Я убирала палаты, коридор, кабинет врача, перевязочную. В манипуляционной и перевязочной работала медсестра-немка Гильда. Наши русские-советские там были в основном, русские, украинцы, женщины приходили к этой Гильде на перевязки. Раны большие, инфицированные, гнойные, по несколько дней не перевязывались, эти повязки засохшие. Нина Алексеевна говорила Гильде с чем делать повязки, и Гильда перевязывала наших женщин. Она очень брезговала, со злостью срывала засохшие повязки, аж кровь брызгала, все это делала небрежно, с презрением. Когда Гильда ушла, я попросила Нину Алексеевну, чтобы она разрешила мне развязывать женщинам раны. Гильда с ними обращается очень грубо, им очень больно, у наших женщин всегда слезы на глазах, пока она делает перевязки. Нина Алексеевна мне разрешила. Пока Гильда придет, я снимаю женщинам повязки, а Гильда потом перевязывает. Я разводила марганцовку, отмачивала раны, затем легонечко снимала повязку.
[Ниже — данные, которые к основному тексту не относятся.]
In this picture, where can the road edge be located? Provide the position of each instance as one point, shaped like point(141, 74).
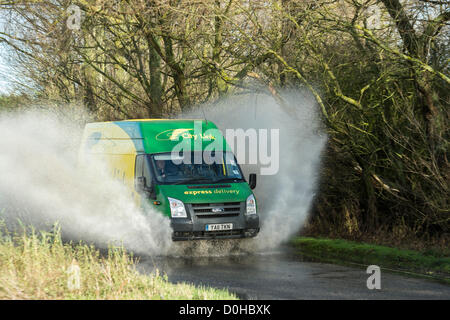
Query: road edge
point(352, 253)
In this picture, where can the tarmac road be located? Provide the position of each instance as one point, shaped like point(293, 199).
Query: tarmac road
point(283, 275)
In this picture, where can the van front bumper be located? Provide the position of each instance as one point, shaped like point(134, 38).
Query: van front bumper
point(194, 226)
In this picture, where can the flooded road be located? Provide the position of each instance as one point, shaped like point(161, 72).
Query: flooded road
point(281, 274)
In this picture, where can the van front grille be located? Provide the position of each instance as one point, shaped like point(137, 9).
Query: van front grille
point(215, 210)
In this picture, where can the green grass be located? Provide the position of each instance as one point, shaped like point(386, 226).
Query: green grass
point(431, 264)
point(37, 266)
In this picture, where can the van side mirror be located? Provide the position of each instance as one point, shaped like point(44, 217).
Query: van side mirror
point(140, 184)
point(141, 187)
point(252, 180)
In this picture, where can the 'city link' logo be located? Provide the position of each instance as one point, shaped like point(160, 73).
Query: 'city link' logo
point(176, 134)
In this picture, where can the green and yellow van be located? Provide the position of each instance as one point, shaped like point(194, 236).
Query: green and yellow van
point(183, 168)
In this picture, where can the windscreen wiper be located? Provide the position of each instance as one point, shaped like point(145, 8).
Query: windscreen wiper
point(228, 180)
point(194, 180)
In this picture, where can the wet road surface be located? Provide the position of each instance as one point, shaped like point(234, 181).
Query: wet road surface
point(281, 274)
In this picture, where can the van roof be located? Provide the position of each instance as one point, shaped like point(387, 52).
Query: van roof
point(159, 135)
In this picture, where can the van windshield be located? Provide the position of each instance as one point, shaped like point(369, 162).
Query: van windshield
point(195, 167)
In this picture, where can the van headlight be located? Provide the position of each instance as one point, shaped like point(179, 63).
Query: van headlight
point(177, 209)
point(251, 205)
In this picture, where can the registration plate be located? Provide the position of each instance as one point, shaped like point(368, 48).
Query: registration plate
point(219, 227)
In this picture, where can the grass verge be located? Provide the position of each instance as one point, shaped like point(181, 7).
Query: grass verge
point(425, 264)
point(40, 266)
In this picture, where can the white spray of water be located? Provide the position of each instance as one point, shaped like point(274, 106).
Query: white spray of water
point(41, 184)
point(284, 199)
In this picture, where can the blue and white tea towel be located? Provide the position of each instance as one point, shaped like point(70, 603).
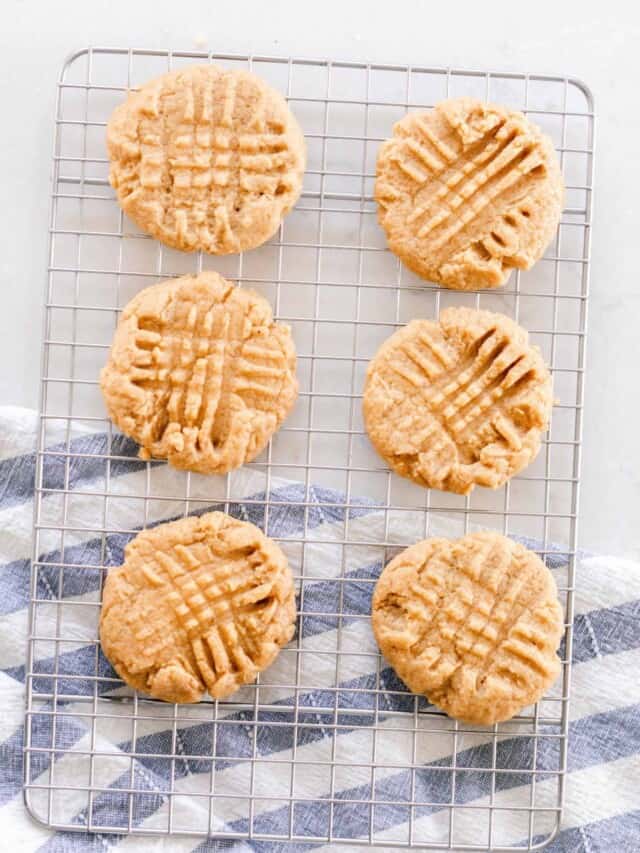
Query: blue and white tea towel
point(602, 802)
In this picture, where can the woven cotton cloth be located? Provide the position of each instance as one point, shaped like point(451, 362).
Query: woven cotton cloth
point(602, 799)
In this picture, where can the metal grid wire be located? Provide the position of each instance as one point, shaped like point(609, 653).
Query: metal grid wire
point(329, 275)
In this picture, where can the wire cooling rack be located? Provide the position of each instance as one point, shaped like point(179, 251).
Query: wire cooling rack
point(327, 746)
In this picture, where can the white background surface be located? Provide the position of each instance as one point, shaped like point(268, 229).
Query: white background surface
point(594, 41)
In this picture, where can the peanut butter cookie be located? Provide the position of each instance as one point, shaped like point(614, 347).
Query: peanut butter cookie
point(206, 158)
point(199, 373)
point(458, 403)
point(474, 624)
point(468, 191)
point(200, 604)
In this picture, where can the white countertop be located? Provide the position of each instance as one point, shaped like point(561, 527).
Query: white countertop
point(582, 39)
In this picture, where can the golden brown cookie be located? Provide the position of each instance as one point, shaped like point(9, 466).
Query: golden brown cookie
point(472, 623)
point(199, 373)
point(468, 191)
point(458, 403)
point(200, 604)
point(206, 158)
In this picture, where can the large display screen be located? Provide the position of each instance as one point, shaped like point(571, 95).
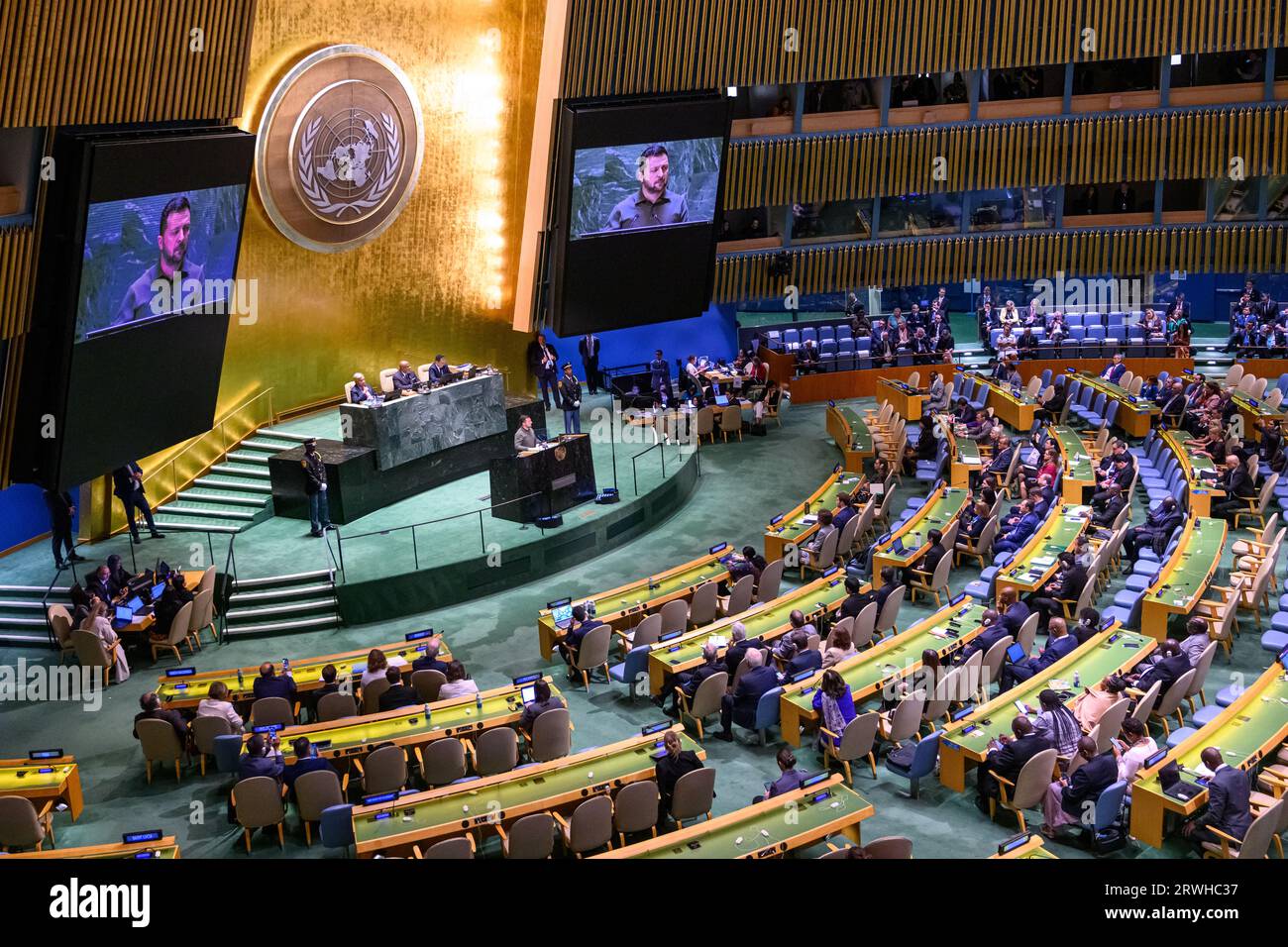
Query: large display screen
point(634, 187)
point(636, 195)
point(151, 258)
point(134, 292)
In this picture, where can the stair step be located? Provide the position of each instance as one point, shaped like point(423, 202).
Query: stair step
point(288, 608)
point(278, 594)
point(278, 579)
point(273, 626)
point(282, 434)
point(241, 471)
point(197, 509)
point(193, 526)
point(228, 497)
point(230, 483)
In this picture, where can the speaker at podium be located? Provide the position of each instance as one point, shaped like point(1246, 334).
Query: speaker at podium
point(561, 474)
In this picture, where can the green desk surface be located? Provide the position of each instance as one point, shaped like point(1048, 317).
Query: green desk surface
point(1037, 560)
point(581, 771)
point(1239, 737)
point(347, 733)
point(760, 620)
point(1091, 663)
point(1121, 395)
point(765, 827)
point(935, 514)
point(307, 674)
point(29, 776)
point(861, 438)
point(1197, 556)
point(1080, 467)
point(894, 656)
point(794, 526)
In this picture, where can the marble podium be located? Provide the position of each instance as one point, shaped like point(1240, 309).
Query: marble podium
point(417, 425)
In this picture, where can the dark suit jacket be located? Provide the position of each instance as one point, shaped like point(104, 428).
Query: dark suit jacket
point(1228, 802)
point(398, 696)
point(670, 770)
point(277, 685)
point(1012, 758)
point(1089, 781)
point(748, 692)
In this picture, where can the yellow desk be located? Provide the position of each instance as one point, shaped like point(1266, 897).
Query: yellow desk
point(627, 604)
point(1247, 731)
point(24, 779)
point(761, 830)
point(1185, 577)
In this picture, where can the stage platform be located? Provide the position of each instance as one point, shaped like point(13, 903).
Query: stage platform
point(382, 567)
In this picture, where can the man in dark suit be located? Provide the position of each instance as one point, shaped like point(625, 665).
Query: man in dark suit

Нина Алексеевна спрашивала меня, откуда я знаю, что раны нужно отмачивать, да еще и марганцовкой? Я отвечала, что у меня были раны, и мне так делали. Я боялась говорить Нине Алексеевне, что я – медработник, боялась, чтоб меня не отправили в тот лагерь, где людей сжигают в печке. Как угодно умереть, только не жариться в печке.